June 8 2016
Red Alert Politics
featuring Sabrina Schaeffer
After winning primaries in California, New Jersey, New Mexico, and South Dakota on Tuesday night, Hillary Clinton has decisively locked up the Democratic nomination, becoming the first woman in history to secure the presidential nomination for a major political party.
In her victory speech, Clinton celebrated the milestone and credited the “generations of women and men who struggled and sacrificed and made this moment possible.”
Despite the historic nature of Clinton’s victory, there are conservative women’s organizations, many young people, and even some progressive groups who see her big win as a loss for the issues they care about.
The Independent Women’s Forum, a leading women’s group on the right, believes Clinton’s policies will ultimately backfire on women and families.
“While we applaud any woman who puts the hard work into running for public office, Americans ought to consider the real impact of a President Hillary Clinton,” said a statement from the group released on Tuesday. “While she has tried to present herself as a champion for women’s rights, Mrs.

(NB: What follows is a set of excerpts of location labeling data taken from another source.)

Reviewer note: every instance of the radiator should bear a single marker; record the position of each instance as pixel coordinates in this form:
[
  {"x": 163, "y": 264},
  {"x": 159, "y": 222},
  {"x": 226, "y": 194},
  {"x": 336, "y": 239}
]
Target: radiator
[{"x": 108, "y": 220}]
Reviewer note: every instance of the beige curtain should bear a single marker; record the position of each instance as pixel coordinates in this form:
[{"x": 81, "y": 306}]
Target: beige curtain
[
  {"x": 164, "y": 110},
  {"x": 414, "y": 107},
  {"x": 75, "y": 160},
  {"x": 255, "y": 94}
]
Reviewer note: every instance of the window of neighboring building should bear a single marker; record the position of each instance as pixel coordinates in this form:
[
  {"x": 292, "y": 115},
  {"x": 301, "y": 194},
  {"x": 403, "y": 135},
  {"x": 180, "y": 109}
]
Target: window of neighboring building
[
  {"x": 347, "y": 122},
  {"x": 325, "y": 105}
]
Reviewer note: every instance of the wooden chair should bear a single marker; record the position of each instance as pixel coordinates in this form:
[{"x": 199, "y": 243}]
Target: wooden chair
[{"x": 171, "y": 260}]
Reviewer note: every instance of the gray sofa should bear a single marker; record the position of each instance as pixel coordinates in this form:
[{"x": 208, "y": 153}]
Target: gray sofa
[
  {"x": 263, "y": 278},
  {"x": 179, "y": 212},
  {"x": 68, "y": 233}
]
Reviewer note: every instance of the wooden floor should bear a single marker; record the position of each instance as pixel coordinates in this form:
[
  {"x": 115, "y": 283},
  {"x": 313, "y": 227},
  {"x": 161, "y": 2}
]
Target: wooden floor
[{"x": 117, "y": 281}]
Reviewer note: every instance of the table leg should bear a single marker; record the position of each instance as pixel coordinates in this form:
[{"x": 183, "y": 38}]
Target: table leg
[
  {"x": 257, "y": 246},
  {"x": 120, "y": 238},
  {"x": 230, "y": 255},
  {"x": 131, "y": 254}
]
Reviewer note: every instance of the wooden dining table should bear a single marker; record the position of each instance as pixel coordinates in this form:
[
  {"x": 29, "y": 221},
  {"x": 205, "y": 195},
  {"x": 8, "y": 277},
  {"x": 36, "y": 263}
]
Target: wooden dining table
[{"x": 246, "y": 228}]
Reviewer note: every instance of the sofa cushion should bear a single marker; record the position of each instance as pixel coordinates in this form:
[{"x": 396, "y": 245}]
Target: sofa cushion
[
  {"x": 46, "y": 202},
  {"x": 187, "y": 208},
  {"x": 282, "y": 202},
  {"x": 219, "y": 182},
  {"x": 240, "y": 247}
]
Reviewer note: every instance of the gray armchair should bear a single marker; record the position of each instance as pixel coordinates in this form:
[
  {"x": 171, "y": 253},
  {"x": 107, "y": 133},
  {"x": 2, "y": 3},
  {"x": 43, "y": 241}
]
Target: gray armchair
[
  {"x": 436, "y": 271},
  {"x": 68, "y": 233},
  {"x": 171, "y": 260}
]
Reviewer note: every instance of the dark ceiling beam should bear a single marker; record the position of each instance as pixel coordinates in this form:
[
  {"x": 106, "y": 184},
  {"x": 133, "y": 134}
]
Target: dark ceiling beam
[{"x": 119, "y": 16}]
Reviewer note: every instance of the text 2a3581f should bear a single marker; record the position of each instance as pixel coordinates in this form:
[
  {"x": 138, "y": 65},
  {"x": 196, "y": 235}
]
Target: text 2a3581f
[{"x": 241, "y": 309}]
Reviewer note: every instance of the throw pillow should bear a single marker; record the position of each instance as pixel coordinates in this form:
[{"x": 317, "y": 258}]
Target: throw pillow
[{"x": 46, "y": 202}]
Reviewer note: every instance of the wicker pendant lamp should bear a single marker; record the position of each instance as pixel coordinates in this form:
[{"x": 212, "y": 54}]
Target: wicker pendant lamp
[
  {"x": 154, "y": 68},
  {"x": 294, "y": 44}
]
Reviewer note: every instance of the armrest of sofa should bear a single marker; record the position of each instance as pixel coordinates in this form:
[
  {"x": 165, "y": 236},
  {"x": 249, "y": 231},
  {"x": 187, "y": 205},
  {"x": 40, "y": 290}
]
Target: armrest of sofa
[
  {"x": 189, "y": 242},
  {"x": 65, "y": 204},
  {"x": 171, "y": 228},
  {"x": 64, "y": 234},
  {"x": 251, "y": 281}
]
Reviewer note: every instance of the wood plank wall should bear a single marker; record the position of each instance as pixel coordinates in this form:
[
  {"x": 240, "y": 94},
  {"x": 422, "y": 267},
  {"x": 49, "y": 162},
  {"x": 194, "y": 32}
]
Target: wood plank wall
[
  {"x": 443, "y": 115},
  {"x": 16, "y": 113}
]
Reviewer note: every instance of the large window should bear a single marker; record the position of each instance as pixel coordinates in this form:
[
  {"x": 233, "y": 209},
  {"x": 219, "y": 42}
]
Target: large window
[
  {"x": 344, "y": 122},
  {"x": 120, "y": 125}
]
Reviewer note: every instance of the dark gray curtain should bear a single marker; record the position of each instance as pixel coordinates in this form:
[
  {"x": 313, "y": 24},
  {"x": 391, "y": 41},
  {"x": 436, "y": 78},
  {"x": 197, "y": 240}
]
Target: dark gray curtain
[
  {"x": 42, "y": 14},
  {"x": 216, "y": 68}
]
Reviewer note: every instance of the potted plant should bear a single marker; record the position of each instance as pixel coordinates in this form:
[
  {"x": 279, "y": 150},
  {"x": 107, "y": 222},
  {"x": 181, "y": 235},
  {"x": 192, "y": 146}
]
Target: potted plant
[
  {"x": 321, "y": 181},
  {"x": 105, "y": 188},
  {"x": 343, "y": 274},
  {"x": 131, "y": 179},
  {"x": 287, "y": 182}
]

Clinton – like so many other progressives in Washington – supports policies and legislation that will ultimately backfire on women and their families . Whether it’s her support of government-run health care, higher taxes, more energy regulations, or the micromanaging of the labor force, Clinton’s vision for America is one in which an even greater government would be at the center.”
Young voters — many of whom support Senator Bernie Sanders’ more progressive platform to relieve student debt, subsidize college tuition, and raise the minimum wage — are reluctant to transfer their allegiance to Clinton. Some Sanders supporters still believe he has a shot if he is able to sway Clinton’s superdelegates before the party’s convention at the end of July.
Moumita Ahmed, the 26-year-old founder of the group Millennials for Bernie, said she hopes Sanders stays in the race and continues to pressure Clinton on the issues.
“He needs to be there,” she told the New York Times. “He has to, because it’s not about him. It’s really about our issues. Unless he stays there, there’s no way we can put free college into the platform committee.”